O Projeto Fragmentos, do Globoplay, trouxe à tona a grave questão que transita pela manutenção de novelas e programas na íntegra. Em alguns casos, em canais como a CNT, tudo foi perdido. A Globo, ainda que não tenha sido muito zelosa com todo o seu arquivo, já que perdeu obras como “Sol de Verão” e “Estúpido Cupido“, ainda assim, tem muitas obras mantidas. Às novelas efetivamente perdidas, surgiu uma esperança nas redes sociais. Alguns pesquisadores levantaram uma possibilidade de que algumas obras como “Gabriela” (1975)”, “O Feijão e o Sonho“, “O Casarão“, “O Astro” e “Louco Amor” faziam parte do arquivo da RTP, emissora portuguesa que as exibiu entre os anos 1970 e 1980. Como não é praxe na televisão portuguesa fazer dublagens, os interessados no tema acreditavam que ali poderia haver um bom recurso para a manutenção das obras na íntegra. Porém a RTP jogou um balde de água fria nos mais esperançosos:
As novelas foram adquiridas no âmbito da compra de programas estrangeiros; a RTP recebeu o master para a transmissão e, posteriormente, efetuou a sua devolução à entidade produtora das mesmas. Não existem cópias nos nossos arquivos – RTP
Algo muito semelhante disse a SIC, emissora portuguesa que passou a transmitir as novelas brasileiras no meado dos anos 1990 e ainda hoje é a casa que transmite as novelas da Globo. De acordo com a SIC, não há nada de novelas brasileiras lá.
A SIC não tem arquivo de conteúdos internacionais. Quanto à língua, sendo português, não há dublagem em Portugal – SIC
A QUESTÃO “GABRIELA”
No caso de “Gabriela” há ainda algumas particularidades. A trama protagonizada por Sonia Braga foi a primeira a ser exibida em Portugal. Estreou por lá em 16 de março de 1977, tornando por hábito a presença de folhetins brasileiros pelas terras lusitanas. E a transmissão foi regida à pompa e circunstância, com show de Vinicius de Moraes (1913-1980), Toquinho e Maria Creuza. Todas as meninas tinham o corte de cabelo de Malvina (Elizabeth Savalla), enquanto os rapazes portavam pentes iguais ao usado pelo personagem Tonico Bastos (Fulvio Stefanini).

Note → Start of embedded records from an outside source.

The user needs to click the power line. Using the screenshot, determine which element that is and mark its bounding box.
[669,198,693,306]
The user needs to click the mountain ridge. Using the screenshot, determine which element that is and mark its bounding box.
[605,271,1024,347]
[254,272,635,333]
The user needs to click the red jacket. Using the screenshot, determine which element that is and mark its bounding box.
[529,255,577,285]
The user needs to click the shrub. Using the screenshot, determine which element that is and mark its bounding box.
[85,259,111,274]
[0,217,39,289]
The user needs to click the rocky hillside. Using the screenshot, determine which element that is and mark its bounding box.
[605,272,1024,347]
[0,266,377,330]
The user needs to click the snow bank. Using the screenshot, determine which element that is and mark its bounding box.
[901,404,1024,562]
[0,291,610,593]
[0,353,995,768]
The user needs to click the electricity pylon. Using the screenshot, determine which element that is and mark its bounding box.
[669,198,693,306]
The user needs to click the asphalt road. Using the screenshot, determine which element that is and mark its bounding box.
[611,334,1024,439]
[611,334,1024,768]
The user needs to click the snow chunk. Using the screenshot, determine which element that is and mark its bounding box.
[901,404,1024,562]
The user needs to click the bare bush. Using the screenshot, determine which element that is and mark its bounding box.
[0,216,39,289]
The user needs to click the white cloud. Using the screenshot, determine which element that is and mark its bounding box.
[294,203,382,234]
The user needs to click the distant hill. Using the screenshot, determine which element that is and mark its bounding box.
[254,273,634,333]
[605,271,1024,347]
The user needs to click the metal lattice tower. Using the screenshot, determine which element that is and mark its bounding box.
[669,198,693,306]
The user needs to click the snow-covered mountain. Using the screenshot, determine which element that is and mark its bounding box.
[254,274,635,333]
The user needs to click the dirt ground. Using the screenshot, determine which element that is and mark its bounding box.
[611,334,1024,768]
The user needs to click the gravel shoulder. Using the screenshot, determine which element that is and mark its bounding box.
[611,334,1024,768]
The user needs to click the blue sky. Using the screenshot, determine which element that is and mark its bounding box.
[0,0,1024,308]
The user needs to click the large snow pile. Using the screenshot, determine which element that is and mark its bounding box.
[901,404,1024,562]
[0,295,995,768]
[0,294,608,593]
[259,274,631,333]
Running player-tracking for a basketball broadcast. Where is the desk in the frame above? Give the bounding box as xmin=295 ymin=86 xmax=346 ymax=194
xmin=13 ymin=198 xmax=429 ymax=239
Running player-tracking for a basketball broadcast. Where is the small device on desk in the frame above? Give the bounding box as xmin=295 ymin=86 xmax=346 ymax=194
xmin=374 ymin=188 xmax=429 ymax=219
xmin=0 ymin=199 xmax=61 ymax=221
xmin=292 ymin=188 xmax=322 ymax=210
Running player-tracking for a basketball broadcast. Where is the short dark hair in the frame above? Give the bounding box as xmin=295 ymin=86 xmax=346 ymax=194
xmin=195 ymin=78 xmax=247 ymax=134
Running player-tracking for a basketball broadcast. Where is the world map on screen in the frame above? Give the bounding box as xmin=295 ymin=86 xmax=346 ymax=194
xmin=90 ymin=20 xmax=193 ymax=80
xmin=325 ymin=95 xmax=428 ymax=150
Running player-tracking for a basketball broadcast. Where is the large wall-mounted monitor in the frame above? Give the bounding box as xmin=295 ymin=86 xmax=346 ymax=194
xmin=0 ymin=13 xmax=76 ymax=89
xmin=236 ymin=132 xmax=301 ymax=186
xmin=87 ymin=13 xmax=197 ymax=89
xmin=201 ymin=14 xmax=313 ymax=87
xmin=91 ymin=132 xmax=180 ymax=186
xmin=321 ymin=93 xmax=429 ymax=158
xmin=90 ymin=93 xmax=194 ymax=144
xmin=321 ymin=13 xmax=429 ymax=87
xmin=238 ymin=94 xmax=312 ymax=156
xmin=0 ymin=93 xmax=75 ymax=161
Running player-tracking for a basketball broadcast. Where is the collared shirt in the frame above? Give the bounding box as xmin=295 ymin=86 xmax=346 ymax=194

Ante ao sucesso, outras obras também passaram a estar por lá e não apenas isso. A forma de falar o português à brasileira acabou ganhando força. Os portugueses veriam a novela em algumas reexibições e os brasileiros, também. Em 2012, a trama ganhou um remake, também bem-sucedido. A questão é: Quando veremos as “Gabrielas”? A última reprise da versão de 1975 no Brasil foi em 1988. A mais recente foi excluída do Globoplay por conta de uma relação contratual entre a Globo e a Warner, detentora dos direitos da obra. Ainda que detenha o poder de sua obra audiovisual, os direitos da história original são dos americanos.
E 1983, a história da cozinheira “Bié” foi filme protagonizado por Sonia Braga, e ali o acordo foi firmado com os detentores da obra literária. Perguntada sobre quando a versão original de “Gabriela” entrará na Globoplay, o player disse “não ter previsão de publicação”, ou seja, não há clareza se esta trama voltará ao streaming, já que o acordo firmando entre a Globo e a família de Jorge Amado (1912-2001) é anterior à exclusividade firmada em 1983. Completa, caso volte, a primeira versão de “Gabriela” entrará no Projeto Resgate. Já quanto à versão de 2012 “não está publicada por não termos direitos”.
Decididamente, o que direciona ou não uma novela ir ao ar não é exclusivamente o fato de estar completa ou não. Como se nota, ambas as “Gabrielas” têm entraves jurídicos que impedem não apenas a sua reexibição como até mesmo a hospedagem nos players. E também há de se lamentar que nada tenha sido poupado devidamente, ainda que se considere que a filosofia de arquivamento e armazenamento hoje é vista como algo de mais importância que no passado.